Destructive regional policies ranging from the 2003 invasion of Iraq and the U.S. role in Syria to withdrawal from the JCPOA and mounting tensions with Iran bear some relationship to the American approach to Israel. Moreover, the actions of both Democrats and Republicans have left the U.S. complicit in Palestinian dispossession and displacement, while making the U.S. an ever greater target of regional frustration and anger. Just as critically, the basic disregard for the law implicit in American default support has undermined U.S. credibility on the global stage. Given the latest moves from the Trump White House, how can American officials assert the need for other states to obey the rule of law when it willingly embraces legal impunity as exercised by a central ally?

But if Democratic complicity partially explains the party establishment’s hesitancy to speak up, Trump’s distinctiveness has had real political effects within the American public. His explicit embrace of Netanyahu’s brazen and xenophobic politics may be turning the tide among Democratic voters. Polls and opinion pieces over the last few years reflect a marked shift in the direction of greater criticism of Israeli leadership. Right now, there is a clear public rethinking of what support for Israel — as opposed to support for the views of whatever Israeli government may be in power — might entail. But if the Democratic base is shifting, the question remains: will its leadership actually listen

This week’s Democratic National Convention is an opportunity for Democrats to signal whether they will accept the Trump administration’s bellicosity and promotion of legal impunity. For now, unilateral annexation has been suspended with the threat of Palestinian expropriation being leveraged as a means of demanding that pro-Trump Arab countries normalize relations with Israel.

The willingness of Emirati Crown Prince and staunch Trump ally, Mohammed bin Zayed Al Nahyan, to recognize Israel and establish full diplomatic ties needs to be understood as much as an extension of the Trump administration’s campaign against Iran — supported by both the UAE and Israel — as a reward for threatening illegal annexation. This arrangement is primarily another way of exerting “maximum pressure” on a common regional foe. In other words, it must not be confused for a breakthrough in the peace process. And it also must not let Democratic leaders off the hook from stating clearly their position on the new American endorsement of illegal annexation. 

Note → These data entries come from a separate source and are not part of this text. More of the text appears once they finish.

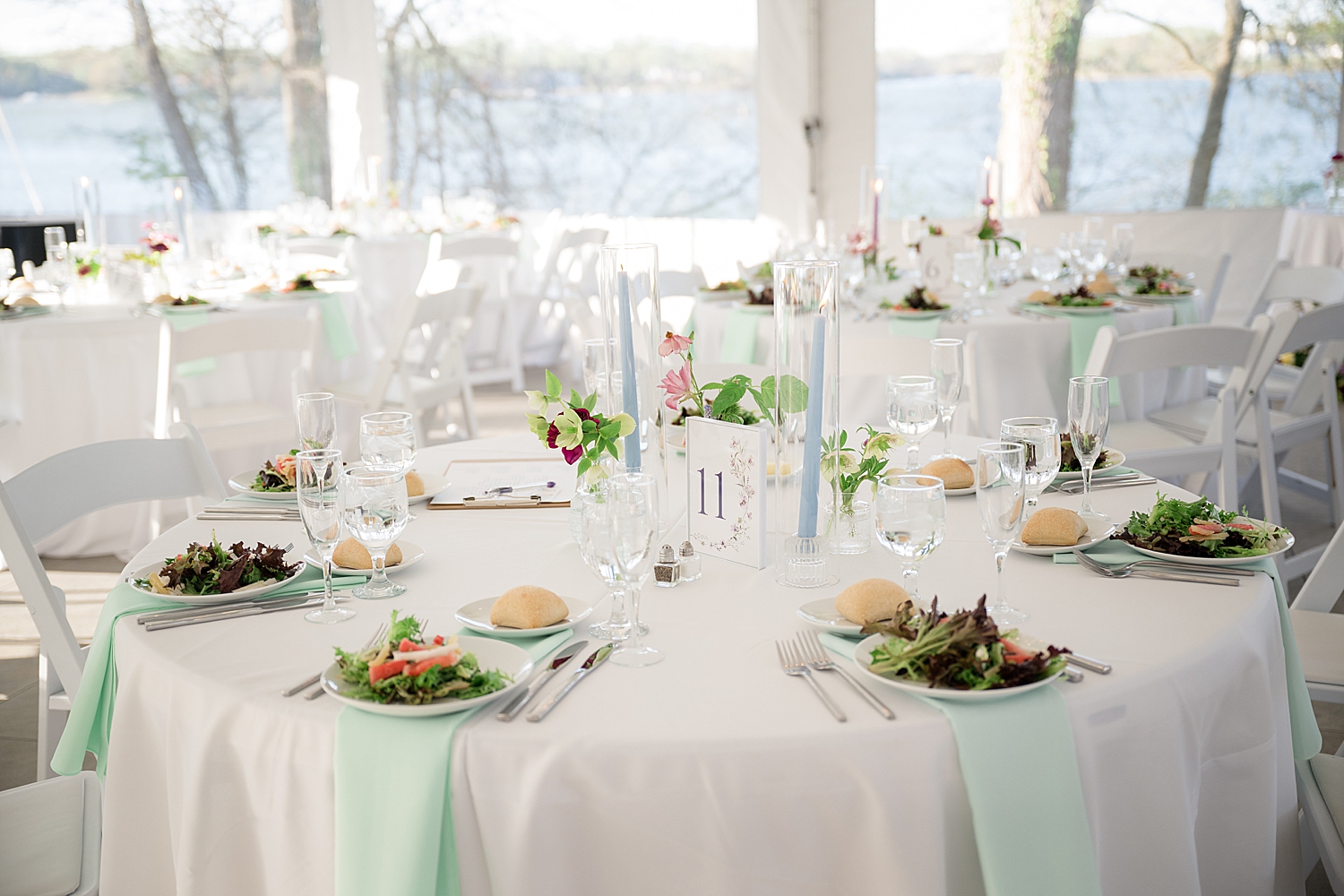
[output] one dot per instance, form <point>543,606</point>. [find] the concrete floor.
<point>499,413</point>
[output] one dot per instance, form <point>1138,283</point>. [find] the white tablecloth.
<point>711,772</point>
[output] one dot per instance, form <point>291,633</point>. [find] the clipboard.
<point>470,481</point>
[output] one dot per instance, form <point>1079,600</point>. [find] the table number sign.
<point>725,501</point>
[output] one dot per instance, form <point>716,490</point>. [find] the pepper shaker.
<point>666,570</point>
<point>688,563</point>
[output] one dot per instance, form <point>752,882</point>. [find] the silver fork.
<point>816,657</point>
<point>308,683</point>
<point>793,665</point>
<point>1175,575</point>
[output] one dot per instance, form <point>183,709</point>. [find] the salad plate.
<point>476,616</point>
<point>411,554</point>
<point>491,654</point>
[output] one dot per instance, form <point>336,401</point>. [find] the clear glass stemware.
<point>1089,418</point>
<point>317,487</point>
<point>999,495</point>
<point>911,519</point>
<point>374,509</point>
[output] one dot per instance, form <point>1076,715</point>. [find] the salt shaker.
<point>666,573</point>
<point>688,564</point>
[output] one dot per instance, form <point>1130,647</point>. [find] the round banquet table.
<point>712,771</point>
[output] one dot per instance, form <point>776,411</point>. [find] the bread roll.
<point>529,606</point>
<point>352,555</point>
<point>953,471</point>
<point>1054,527</point>
<point>871,600</point>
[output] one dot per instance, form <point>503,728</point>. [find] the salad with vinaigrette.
<point>965,650</point>
<point>1201,530</point>
<point>409,669</point>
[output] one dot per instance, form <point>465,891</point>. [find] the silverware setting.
<point>1206,575</point>
<point>816,657</point>
<point>793,664</point>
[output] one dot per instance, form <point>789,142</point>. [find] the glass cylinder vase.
<point>806,413</point>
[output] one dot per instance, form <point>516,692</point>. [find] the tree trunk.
<point>304,96</point>
<point>167,102</point>
<point>1203,166</point>
<point>1038,104</point>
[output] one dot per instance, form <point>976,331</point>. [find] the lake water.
<point>694,153</point>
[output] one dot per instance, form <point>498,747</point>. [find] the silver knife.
<point>597,659</point>
<point>534,686</point>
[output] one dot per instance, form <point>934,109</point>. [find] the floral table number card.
<point>726,482</point>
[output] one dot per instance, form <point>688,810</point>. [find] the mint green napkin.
<point>1306,735</point>
<point>739,333</point>
<point>389,761</point>
<point>926,328</point>
<point>89,721</point>
<point>1021,769</point>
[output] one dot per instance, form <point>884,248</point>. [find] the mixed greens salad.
<point>1201,530</point>
<point>408,669</point>
<point>209,568</point>
<point>965,650</point>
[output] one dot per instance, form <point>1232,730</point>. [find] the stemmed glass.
<point>316,421</point>
<point>374,509</point>
<point>999,495</point>
<point>946,366</point>
<point>1089,418</point>
<point>317,487</point>
<point>1039,437</point>
<point>911,411</point>
<point>911,516</point>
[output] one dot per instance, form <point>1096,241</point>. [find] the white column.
<point>357,115</point>
<point>816,62</point>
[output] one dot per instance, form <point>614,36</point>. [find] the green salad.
<point>1199,530</point>
<point>405,668</point>
<point>965,650</point>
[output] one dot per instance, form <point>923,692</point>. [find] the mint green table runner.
<point>401,766</point>
<point>1306,735</point>
<point>89,721</point>
<point>1019,764</point>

If the party leadership fails to embrace the very limited demands made in Rep. McCollum’s bill, that will set the tone for a Biden White House. It will mean that for all of the Democratic talk of a return to pre-Trump days, in at least one key way Biden, his running mate Sen. Kamala Harris (D-Calif), and company will be projecting into the future the Trump Doctrine on Israel and Palestine.

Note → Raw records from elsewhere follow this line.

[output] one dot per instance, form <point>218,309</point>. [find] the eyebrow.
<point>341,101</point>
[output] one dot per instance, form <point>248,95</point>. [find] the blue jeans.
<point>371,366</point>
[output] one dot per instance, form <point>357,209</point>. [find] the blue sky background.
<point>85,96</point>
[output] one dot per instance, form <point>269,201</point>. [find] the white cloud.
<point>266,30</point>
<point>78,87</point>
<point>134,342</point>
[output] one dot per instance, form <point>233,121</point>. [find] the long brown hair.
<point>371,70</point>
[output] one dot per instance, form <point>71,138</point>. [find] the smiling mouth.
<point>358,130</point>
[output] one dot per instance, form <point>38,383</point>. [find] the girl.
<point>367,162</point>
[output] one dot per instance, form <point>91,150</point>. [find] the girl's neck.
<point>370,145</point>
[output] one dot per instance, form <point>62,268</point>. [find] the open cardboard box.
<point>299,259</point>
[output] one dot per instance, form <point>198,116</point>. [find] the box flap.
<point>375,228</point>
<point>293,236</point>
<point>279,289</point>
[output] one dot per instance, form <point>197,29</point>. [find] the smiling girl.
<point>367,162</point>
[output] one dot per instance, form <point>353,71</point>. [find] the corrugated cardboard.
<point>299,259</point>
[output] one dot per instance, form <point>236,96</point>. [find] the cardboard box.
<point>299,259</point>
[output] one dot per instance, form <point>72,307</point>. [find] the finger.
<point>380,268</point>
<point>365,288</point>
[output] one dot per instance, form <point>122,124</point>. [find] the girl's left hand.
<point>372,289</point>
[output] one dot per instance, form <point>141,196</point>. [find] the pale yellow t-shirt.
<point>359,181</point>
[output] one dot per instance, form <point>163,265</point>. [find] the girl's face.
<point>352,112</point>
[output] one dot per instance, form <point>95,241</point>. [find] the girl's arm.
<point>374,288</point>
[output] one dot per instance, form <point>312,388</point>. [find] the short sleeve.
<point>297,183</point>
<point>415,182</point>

Given the stakes, supporting McCollum’s bill should be a simple litmus test for the party — a way to hold firm to an uncontroversial bipartisan consensus. And the failure to rally around it would prove that Democrats too seem committed to following the far right in the White House and in Israel down a rabbit hole of regional destabilization, more American military entanglements and ongoing rights violations. This will be a tragic and strategic mistake for the U.S. as well as the Middle East. It will also demonstrate a fundamental lack of nerve, highlighting how Democratic leaders refuse to listen to their own constituents and remain unwilling, on the global stage and at home, to squarely face the challenges of the day.